From: Peter Zijlstra <peterz@infradead.org>
To: Juri Lelli <juri.lelli@redhat.com>
Cc: mingo@redhat.com, rostedt@goodmis.org, tj@kernel.org,
linux-kernel@vger.kernel.org, luca.abeni@santannapisa.it,
claudio@evidence.eu.com, tommaso.cucinotta@santannapisa.it,
bristot@redhat.com, mathieu.poirier@linaro.org,
lizefan@huawei.com, cgroups@vger.kernel.org,
Prateek Sood <prsood@codeaurora.org>
Subject: Re: [PATCH v8 6/8] cgroup/cpuset: Change cpuset_rwsem and hotplug lock order
Date: Fri, 28 Jun 2019 15:03:08 +0200 [thread overview]
Message-ID: <20190628130308.GU3419@hirez.programming.kicks-ass.net> (raw)
In-Reply-To: <20190628080618.522-7-juri.lelli@redhat.com>
On Fri, Jun 28, 2019 at 10:06:16AM +0200, Juri Lelli wrote:
> cpuset_rwsem is going to be acquired from sched_setscheduler() with a
> following patch.
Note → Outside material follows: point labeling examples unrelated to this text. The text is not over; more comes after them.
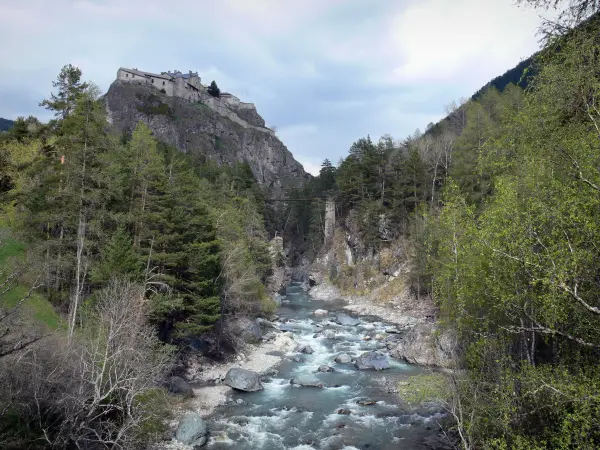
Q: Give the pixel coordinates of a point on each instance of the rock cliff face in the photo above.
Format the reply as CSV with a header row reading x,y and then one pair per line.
x,y
209,129
379,284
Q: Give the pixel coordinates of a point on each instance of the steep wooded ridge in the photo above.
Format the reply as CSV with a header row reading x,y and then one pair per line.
x,y
489,219
217,134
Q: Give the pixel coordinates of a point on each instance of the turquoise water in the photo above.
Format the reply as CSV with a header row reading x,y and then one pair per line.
x,y
284,416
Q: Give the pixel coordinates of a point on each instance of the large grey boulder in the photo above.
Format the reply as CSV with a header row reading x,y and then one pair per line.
x,y
177,385
192,430
243,380
345,319
327,334
425,344
264,323
248,330
305,349
372,360
306,380
343,358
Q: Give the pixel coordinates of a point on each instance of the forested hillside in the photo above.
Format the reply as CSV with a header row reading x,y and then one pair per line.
x,y
500,204
116,251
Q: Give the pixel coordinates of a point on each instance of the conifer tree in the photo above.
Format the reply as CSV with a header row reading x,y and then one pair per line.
x,y
214,90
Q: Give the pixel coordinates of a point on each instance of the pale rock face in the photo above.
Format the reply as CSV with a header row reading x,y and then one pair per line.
x,y
219,133
424,346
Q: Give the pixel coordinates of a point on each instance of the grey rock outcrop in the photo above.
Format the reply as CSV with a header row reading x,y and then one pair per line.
x,y
372,360
424,345
305,349
248,330
243,380
307,380
345,319
177,385
343,358
192,430
223,136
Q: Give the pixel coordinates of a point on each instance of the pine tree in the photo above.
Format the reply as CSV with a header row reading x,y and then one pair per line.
x,y
214,90
70,87
117,259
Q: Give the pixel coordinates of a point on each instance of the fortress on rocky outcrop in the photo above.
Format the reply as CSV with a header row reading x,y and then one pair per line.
x,y
183,85
187,86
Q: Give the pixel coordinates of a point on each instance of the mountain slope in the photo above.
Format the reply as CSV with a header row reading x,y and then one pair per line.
x,y
211,131
516,75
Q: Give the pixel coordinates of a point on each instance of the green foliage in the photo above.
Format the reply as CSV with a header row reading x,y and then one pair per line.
x,y
69,89
514,257
214,90
117,259
5,124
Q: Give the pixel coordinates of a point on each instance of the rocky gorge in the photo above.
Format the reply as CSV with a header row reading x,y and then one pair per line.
x,y
320,378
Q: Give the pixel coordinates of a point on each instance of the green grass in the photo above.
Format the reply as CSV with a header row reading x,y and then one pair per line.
x,y
10,248
36,305
40,309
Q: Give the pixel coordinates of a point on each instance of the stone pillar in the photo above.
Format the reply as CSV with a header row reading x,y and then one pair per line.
x,y
329,219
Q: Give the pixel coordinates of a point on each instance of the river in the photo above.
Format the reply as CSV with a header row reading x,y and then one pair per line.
x,y
285,416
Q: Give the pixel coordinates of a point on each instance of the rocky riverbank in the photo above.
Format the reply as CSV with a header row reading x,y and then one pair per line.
x,y
330,369
423,342
205,388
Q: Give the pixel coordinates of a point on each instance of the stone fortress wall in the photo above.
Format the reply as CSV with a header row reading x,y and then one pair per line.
x,y
189,87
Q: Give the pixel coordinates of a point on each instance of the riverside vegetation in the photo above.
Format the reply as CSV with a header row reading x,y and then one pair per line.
x,y
118,250
498,206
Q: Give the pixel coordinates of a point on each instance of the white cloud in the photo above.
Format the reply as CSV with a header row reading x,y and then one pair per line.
x,y
439,40
397,62
311,165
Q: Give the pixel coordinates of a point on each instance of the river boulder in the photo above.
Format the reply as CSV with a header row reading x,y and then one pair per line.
x,y
306,380
243,380
343,358
372,360
192,430
305,349
345,319
177,385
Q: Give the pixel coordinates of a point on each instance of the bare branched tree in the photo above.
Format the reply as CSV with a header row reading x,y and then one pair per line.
x,y
91,392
There are however paths (e.g., spawn_ksoftirqd) in
> which sched_scheduler() is eventually called while holding hotplug lock;
> this creates a dependecy between hotplug lock (to be always acquired
> first) and cpuset_rwsem (to be always acquired after hotplug lock).
>
> Fix paths which currently take the two locks in the wrong order (after
> a following patch is applied).
> Signed-off-by: Juri Lelli <juri.lelli@redhat.com>
This all reminds me of this:
https://lkml.kernel.org/r/1510755615-25906-1-git-send-email-prsood@codeaurora.org
Which sadly got reverted again. If we do this now (I've always been a
proponent), then we can make that rebuild synchronous again, which
should also help here IIRC.
> ---
> include/linux/cpuset.h | 8 ++++----
> kernel/cgroup/cpuset.c | 22 +++++++++++++++++-----
> 2 files changed, 21 insertions(+), 9 deletions(-)
>
> diff --git a/include/linux/cpuset.h b/include/linux/cpuset.h
> index 934633a05d20..7f1478c26a33 100644
> --- a/include/linux/cpuset.h
> +++ b/include/linux/cpuset.h
> @@ -40,14 +40,14 @@ static inline bool cpusets_enabled(void)
>
> static inline void cpuset_inc(void)
> {
> - static_branch_inc(&cpusets_pre_enable_key);
> - static_branch_inc(&cpusets_enabled_key);
> + static_branch_inc_cpuslocked(&cpusets_pre_enable_key);
> + static_branch_inc_cpuslocked(&cpusets_enabled_key);
> }
>
> static inline void cpuset_dec(void)
> {
> - static_branch_dec(&cpusets_enabled_key);
> - static_branch_dec(&cpusets_pre_enable_key);
> + static_branch_dec_cpuslocked(&cpusets_enabled_key);
> + static_branch_dec_cpuslocked(&cpusets_pre_enable_key);
> }
>
> extern int cpuset_init(void);
> diff --git a/kernel/cgroup/cpuset.c b/kernel/cgroup/cpuset.c
> index a7c0c8d8f132..d92b351f89e3 100644
> --- a/kernel/cgroup/cpuset.c
> +++ b/kernel/cgroup/cpuset.c
> @@ -1026,8 +1026,8 @@ static void rebuild_sched_domains_locked(void)
> cpumask_var_t *doms;
> int ndoms;
>
> + lockdep_assert_cpus_held();
> percpu_rwsem_assert_held(&cpuset_rwsem);
> - get_online_cpus();
>
> /*
> * We have raced with CPU hotplug. Don't do anything to avoid
> @@ -1036,19 +1036,17 @@ static void rebuild_sched_domains_locked(void)
> */
> if (!top_cpuset.nr_subparts_cpus &&
> !cpumask_equal(top_cpuset.effective_cpus, cpu_active_mask))
> - goto out;
> + return;
>
> if (top_cpuset.nr_subparts_cpus &&
> !cpumask_subset(top_cpuset.effective_cpus, cpu_active_mask))
> - goto out;
> + return;
>
> /* Generate domain masks and attrs */
> ndoms = generate_sched_domains(&doms, &attr);
>
> /* Have scheduler rebuild the domains */
> partition_and_rebuild_sched_domains(ndoms, doms, attr);
> -out:
> - put_online_cpus();
> }
> #else /* !CONFIG_SMP */
> static void rebuild_sched_domains_locked(void)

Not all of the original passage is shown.